GuideNet
GuideNet copied to clipboard
Help for my GuidedConv Implementation
Deat author, I try to reimplement your GuidedConv based on your paper. But I found the training process is very unstable. Here is my pytorch implementation:
class _GuideConv(nn.Module):
def __init__(self, img_in, sparse_in, sparse_out, K=3):
super(_GuideConv, self).__init__()
# KGL: kernel generating layer
self.conv1 = nn.Conv2d(img_in, K*K*sparse_in, kernel_size=3,
stride=1, padding=1, groups=1, bias=False)
self.bn1 = nn.BatchNorm2d(K*K*sparse_in)
self.fc = nn.Linear(img_in, sparse_in * sparse_out, bias=False)
self.bn2 = nn.BatchNorm2d(sparse_out)
self.img_in = img_in
self.sparse_in = sparse_in
self.sparse_out = sparse_out
def forward(self, G, S):
'''
G: input guidance
S: input source feature
'''
# spatially-variant
W1 = self.conv1(G) # [B,Cin*K*K,H,W]
W1 = self.bn1(W1)
depths = torch.chunk(S, self.sparse_in, 1) # Cin*[B,1,H,W]
kernels = torch.chunk(W1, self.sparse_in, 1) # Cin*[B,K*K,H,W]
S1 = []
for i in range(self.sparse_in):
S1.append(torch.sum(depths[i]*kernels[i], 1, keepdim=True))
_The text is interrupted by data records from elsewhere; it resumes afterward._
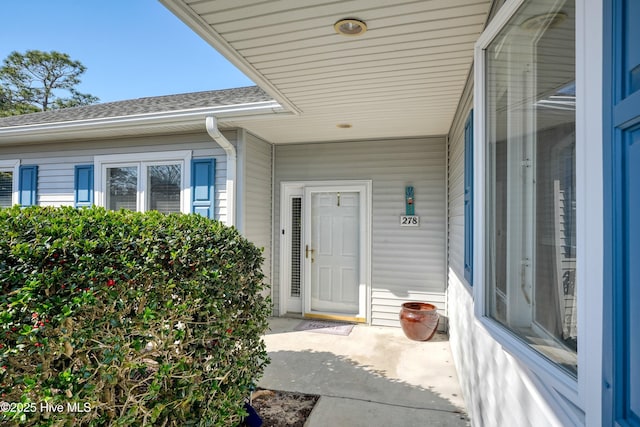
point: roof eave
(204, 30)
(101, 127)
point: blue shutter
(202, 194)
(621, 152)
(468, 199)
(83, 185)
(28, 185)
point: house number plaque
(409, 221)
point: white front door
(332, 254)
(325, 249)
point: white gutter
(153, 122)
(213, 131)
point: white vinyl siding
(407, 263)
(56, 162)
(256, 197)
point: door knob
(307, 250)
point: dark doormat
(324, 327)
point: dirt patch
(281, 408)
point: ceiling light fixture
(350, 27)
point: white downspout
(214, 132)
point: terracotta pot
(419, 320)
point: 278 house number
(409, 221)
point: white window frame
(583, 392)
(142, 161)
(14, 167)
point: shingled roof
(156, 104)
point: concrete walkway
(373, 377)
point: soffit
(402, 78)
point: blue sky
(131, 48)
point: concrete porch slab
(373, 377)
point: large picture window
(159, 183)
(530, 155)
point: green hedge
(123, 318)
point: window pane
(122, 188)
(6, 189)
(531, 199)
(163, 192)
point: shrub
(124, 318)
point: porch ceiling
(402, 78)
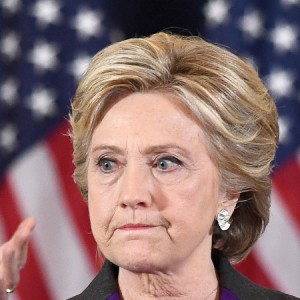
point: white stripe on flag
(3, 239)
(36, 187)
(278, 250)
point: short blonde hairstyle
(224, 93)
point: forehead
(149, 119)
(155, 109)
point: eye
(168, 163)
(107, 165)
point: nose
(135, 188)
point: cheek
(101, 210)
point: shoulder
(241, 286)
(103, 285)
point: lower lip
(136, 227)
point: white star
(290, 2)
(8, 91)
(250, 60)
(8, 138)
(11, 6)
(88, 23)
(284, 129)
(216, 12)
(42, 103)
(79, 65)
(284, 37)
(43, 56)
(280, 83)
(46, 12)
(10, 45)
(251, 24)
(116, 35)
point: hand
(13, 255)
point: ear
(229, 201)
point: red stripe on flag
(61, 150)
(286, 180)
(252, 269)
(32, 284)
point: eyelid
(170, 158)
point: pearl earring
(223, 219)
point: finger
(10, 269)
(3, 294)
(20, 240)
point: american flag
(45, 46)
(267, 34)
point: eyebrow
(147, 150)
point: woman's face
(153, 191)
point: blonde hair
(224, 93)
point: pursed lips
(136, 226)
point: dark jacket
(105, 283)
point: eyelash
(155, 163)
(101, 160)
(172, 159)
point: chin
(136, 261)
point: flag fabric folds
(267, 34)
(45, 46)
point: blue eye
(106, 164)
(168, 163)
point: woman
(173, 140)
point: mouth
(136, 226)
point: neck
(198, 282)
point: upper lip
(135, 225)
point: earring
(223, 219)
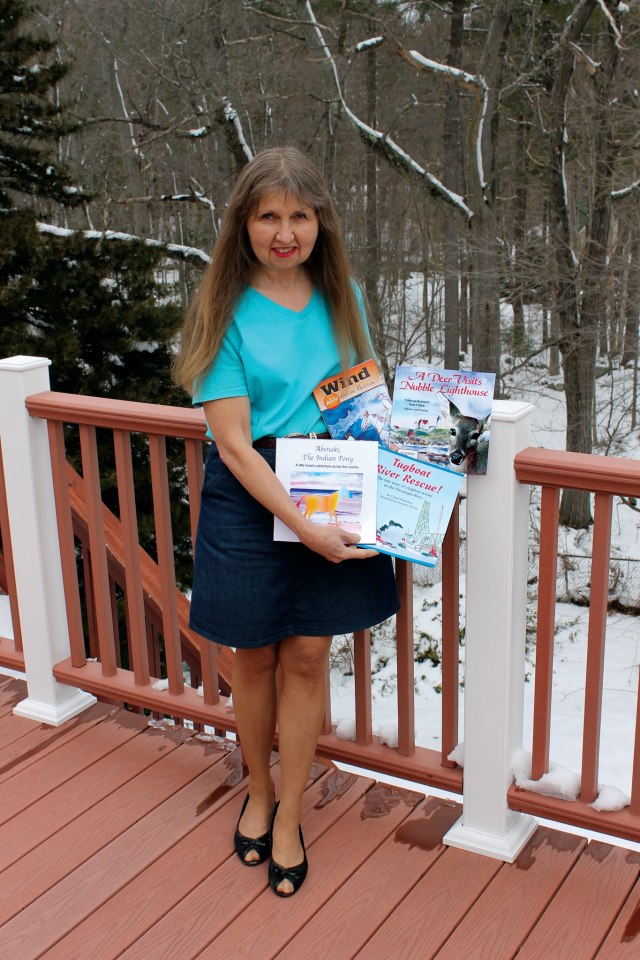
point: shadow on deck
(115, 841)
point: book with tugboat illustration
(413, 507)
(397, 486)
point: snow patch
(388, 734)
(557, 782)
(457, 754)
(610, 798)
(346, 729)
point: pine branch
(176, 251)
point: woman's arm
(230, 422)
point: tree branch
(175, 250)
(391, 151)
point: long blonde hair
(227, 276)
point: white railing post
(34, 538)
(496, 596)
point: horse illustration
(323, 503)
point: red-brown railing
(11, 654)
(604, 477)
(111, 555)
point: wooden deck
(115, 841)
S1 = torch.cat(S1, 1) # [B,Cin,H,W]
# cross-channel conv
W2 = F.adaptive_avg_pool2d(G, (1, 1))
B = W2.size(0)
W2 = W2.reshape(B, -1) # (b,img_in)
W2 = self.fc(W2)
W2 = W2.view([B, self.sparse_out, self.sparse_in])
depths = torch.chunk(S1, B, 0) # B*[1,Cin,H,W]
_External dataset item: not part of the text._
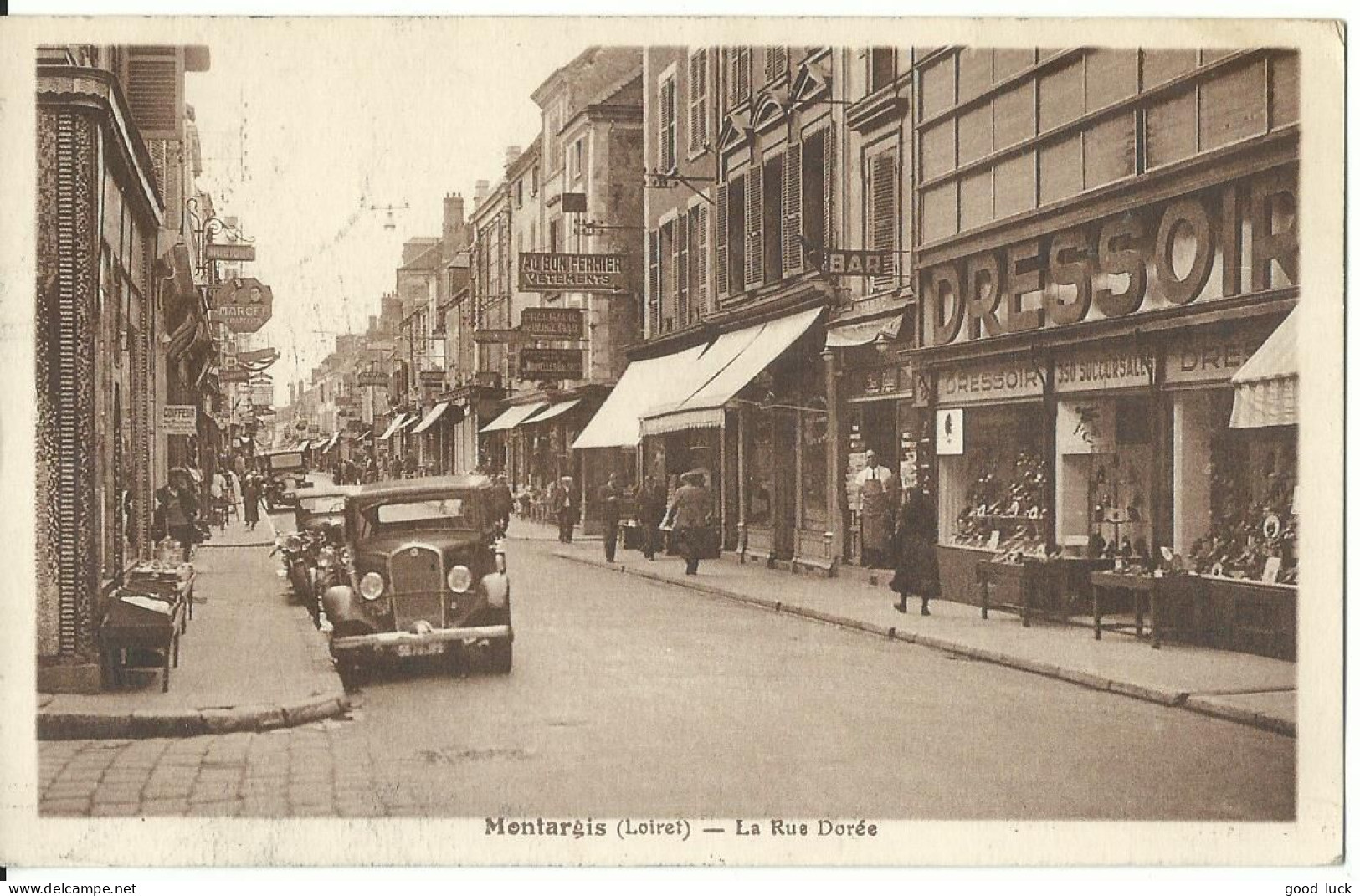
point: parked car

kernels = torch.chunk(W2, B, 0) # B*[1,Cout,Cin]
S2 = []
for i in range(B):
weight = kernels[i][0].unsqueeze(-1).unsqueeze(-1) # [Cout,Cin,1,1]
S2.append(F.conv2d(depths[i], weight, bias=None, stride=1, padding=0))
S2 = torch.cat(S2, 0) # [B,Cin,H,W]
S2 = F.relu(self.bn2(S2))
return S2
Could you give me some advice? or just open source this part of code? :tada:
Thanks for your interest.
As the paper is still in peer review and I'm working hard on a new project these days,
the code has to be cleaned and released in the further. (Sorry for this.)
I take a glance on your implementation,
S1.append(torch.sum(depths[i]*kernels[i], 1, keepdim=True))
The receptive field of this convolution operation should be K, but in your implementation it's 1?
Thanks for replying.
You mean I should increase the receptive field by expanding (or reorganizing) depths[i]
from [1,H,W]
to [K*K,H,W]
?
Are there any other unreasonable places in my implementation?
Thank you again.